DESCRIPTION (provided by applicant): Greater than 50% of patients with the aggressive form of the systemic sclerosis (SSc) die or develop organ failure within 5 years, and standardized mortality rates have remained unchanged over past four decades. Skin and lung fibrosis are major causes of morbidity and mortality, and have no approved treatment. Fibrosis results from myofibroblast activation in injured microenvironments, initiated and sustained by inflammatory cells, transforming growth factor-ss (TGF-ss) and reactive oxygen species (ROS). Dissecting the intracellular signaling networks controlling the process can lead to the discovery of therapeutic targets. I showed that CDDO, a synthetic derivative of the naturally occurring oleanolic acid, inhibit myofibroblast differentiation and attenuate fibrosis in two distinct mouse models of scleroderma. Therefore CDDO and related synthetic oleananes (SOs) with drug-like properties represent a potential therapeutic approach to fibrosis. Furthermore, I recently identified a potentially critical role for Nuclear factor (erythroid-derived 2)-like 2 (Nrf2) in regulating myofibroblast activation and development of fibrosis, and mediating anti-fibrotic effects of CDDO. My hypothesis is that second-generation SOs with excellent safety profile will demonstrate Nrf2-mediated anti-fibrotic effects in fibroblasts, and will mitigate the key pathogenetic features of SSc (immune dysregulation, oxidative stress and fibrosis) and result in reduced fibroblast activation, reversal of the myofibroblast phenotype and mitigated organ fibrosis in mouse models. Working in collaboration with Drs. Liby and Sporn (Pharmacology, Dartmouth Medical School), I will i) examine anti-fibrotic effects of two second-generation SOs with high potency to induce Nrf2 activity in vitro using explanted fibroblasts, human skin equivalents and skin organoids, and explore the mechanism of action; ii) evaluate their ability to prevent, as well as to reverse, fibrosis in the skin using complementary inflammatory and non-inflammatory mouse models of scleroderma. The proposed studies are expected to establish the role of Nrf2-mediated responses in pathogenesis, and identify novel SO compounds with potent anti-fibrotic activity. Combined with their known antioxidant and immunomodulatory effects, and superior safety profiles, SOs might be highly effective for the therapy of SSc.

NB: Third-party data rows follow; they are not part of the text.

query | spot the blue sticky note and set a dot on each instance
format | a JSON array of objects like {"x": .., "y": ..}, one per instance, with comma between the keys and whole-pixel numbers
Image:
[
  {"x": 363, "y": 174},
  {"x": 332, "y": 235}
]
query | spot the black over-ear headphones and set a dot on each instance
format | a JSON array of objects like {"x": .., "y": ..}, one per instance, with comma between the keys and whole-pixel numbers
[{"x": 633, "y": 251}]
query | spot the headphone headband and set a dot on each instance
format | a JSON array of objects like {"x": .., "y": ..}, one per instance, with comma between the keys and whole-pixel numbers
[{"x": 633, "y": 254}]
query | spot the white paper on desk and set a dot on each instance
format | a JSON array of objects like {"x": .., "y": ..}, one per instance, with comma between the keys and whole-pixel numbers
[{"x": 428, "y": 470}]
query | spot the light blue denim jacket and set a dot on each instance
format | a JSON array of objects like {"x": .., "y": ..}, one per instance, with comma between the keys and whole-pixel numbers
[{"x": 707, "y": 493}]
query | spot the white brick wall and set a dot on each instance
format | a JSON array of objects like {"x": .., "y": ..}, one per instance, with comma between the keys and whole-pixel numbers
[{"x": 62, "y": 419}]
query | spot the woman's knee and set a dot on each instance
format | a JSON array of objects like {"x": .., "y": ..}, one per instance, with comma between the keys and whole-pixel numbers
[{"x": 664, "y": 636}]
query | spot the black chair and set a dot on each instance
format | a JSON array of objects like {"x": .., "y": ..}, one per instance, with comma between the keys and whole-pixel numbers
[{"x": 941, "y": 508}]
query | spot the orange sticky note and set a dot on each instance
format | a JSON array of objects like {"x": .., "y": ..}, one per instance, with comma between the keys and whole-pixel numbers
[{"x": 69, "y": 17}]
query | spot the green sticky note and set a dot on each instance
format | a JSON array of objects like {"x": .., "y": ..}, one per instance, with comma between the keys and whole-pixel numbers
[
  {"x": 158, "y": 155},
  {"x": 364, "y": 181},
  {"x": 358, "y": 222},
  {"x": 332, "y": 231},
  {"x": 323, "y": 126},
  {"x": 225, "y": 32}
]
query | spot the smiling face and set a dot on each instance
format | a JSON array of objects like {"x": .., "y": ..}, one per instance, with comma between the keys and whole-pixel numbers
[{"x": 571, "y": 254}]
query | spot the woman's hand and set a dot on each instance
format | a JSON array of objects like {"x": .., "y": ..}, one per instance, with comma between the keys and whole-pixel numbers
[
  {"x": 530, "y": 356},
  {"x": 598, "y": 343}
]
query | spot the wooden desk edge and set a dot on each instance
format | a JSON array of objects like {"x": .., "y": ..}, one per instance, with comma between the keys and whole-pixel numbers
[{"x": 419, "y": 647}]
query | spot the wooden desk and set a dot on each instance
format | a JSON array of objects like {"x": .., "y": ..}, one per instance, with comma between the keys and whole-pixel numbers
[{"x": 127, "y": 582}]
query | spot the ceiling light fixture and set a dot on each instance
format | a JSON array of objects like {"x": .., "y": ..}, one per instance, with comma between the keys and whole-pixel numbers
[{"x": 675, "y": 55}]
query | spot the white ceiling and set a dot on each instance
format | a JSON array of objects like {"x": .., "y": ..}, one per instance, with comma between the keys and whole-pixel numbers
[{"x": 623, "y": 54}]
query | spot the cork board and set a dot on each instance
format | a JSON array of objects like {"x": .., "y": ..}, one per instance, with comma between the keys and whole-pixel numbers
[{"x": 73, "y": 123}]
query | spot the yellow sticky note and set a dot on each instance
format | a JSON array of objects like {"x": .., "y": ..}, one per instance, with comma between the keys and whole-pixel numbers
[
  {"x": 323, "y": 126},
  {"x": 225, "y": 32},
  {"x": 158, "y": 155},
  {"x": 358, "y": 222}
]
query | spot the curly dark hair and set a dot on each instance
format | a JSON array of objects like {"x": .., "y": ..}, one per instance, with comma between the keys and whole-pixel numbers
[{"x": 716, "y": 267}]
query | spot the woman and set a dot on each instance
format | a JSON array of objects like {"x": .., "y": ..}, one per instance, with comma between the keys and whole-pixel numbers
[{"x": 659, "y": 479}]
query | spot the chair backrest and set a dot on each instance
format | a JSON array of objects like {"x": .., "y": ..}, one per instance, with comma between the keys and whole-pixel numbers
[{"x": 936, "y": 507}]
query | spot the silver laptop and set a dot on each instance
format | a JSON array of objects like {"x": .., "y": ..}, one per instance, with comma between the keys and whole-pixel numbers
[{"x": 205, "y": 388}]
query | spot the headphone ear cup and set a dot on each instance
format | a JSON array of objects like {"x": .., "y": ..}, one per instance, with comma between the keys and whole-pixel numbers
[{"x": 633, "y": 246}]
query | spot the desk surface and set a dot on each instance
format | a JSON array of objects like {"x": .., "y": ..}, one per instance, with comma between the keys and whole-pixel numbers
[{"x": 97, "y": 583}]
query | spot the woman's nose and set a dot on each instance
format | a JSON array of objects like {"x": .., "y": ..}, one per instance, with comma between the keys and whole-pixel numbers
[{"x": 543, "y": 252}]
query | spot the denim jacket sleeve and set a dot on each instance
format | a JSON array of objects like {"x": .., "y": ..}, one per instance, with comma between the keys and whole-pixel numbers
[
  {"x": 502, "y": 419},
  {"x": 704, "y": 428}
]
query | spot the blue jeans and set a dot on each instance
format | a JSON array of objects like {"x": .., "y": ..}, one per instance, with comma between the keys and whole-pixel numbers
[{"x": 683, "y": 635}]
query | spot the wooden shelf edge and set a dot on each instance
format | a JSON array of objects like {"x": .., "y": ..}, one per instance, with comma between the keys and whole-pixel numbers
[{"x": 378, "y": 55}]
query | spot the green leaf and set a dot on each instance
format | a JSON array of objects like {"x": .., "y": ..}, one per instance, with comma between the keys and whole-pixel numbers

描述（由申请人提供）：超过 50% 的侵袭性系统性硬化症 (SSc) 患者在 5 年内死亡或出现器官衰竭，标准化死亡率在过去四十年中保持不变。皮肤和肺纤维化是发病和死亡的主要原因，并且没有批准的治疗方法。纤维化是由受损微环境中肌成纤维细胞激活引起的，由炎症细胞、转化生长因子-ss (TGF-ss) 和活性氧 (ROS) 引发和维持。剖析控制该过程的细胞内信号网络可以导致治疗靶点的发现。我发现 CDDO（天然齐墩果酸的合成衍生物）可以抑制两种不同的硬皮病小鼠模型中的肌成纤维细胞分化并减轻纤维化。因此，CDDO 和具有类似药物特性的相关合成齐墩果烷 (SO) 代表了一种潜在的纤维化治疗方法。此外，我最近发现核因子（红细胞衍生 2）样 2 (Nrf2) 在调节肌成纤维细胞活化和纤维化发展以及介导 CDDO 的抗纤维化作用中具有潜在的关键作用。我的假设是，具有优异安全性的第二代 SO 将在成纤维细胞中表现出 Nrf2 介导的抗纤维化作用，并将减轻 SSc 的关键发病特征（免疫失调、氧化应激和纤维化），并导致小鼠模型中成纤维细胞活化减少、肌成纤维细胞表型逆转并减轻器官纤维化。与博士合作。 Liby 和 Sporn（达特茅斯医学院药理学），我将 i) 使用外植的成纤维细胞、人类皮肤等同物和皮肤类器官，在体外检查两种具有高效诱导 Nrf2 活性的第二代 SO 的抗纤维化作用，并探索作用机制； ii) 使用互补的炎症性和非炎症性硬皮病小鼠模型评估其预防和逆转皮肤纤维化的能力。拟议的研究预计将确定 Nrf2 介导的反应在发病机制中的作用，并鉴定具有有效抗纤维化活性的新型 SO 化合物。结合其已知的抗氧化和免疫调节作用以及卓越的安全性，SO 可能对治疗 SSc 非常有效。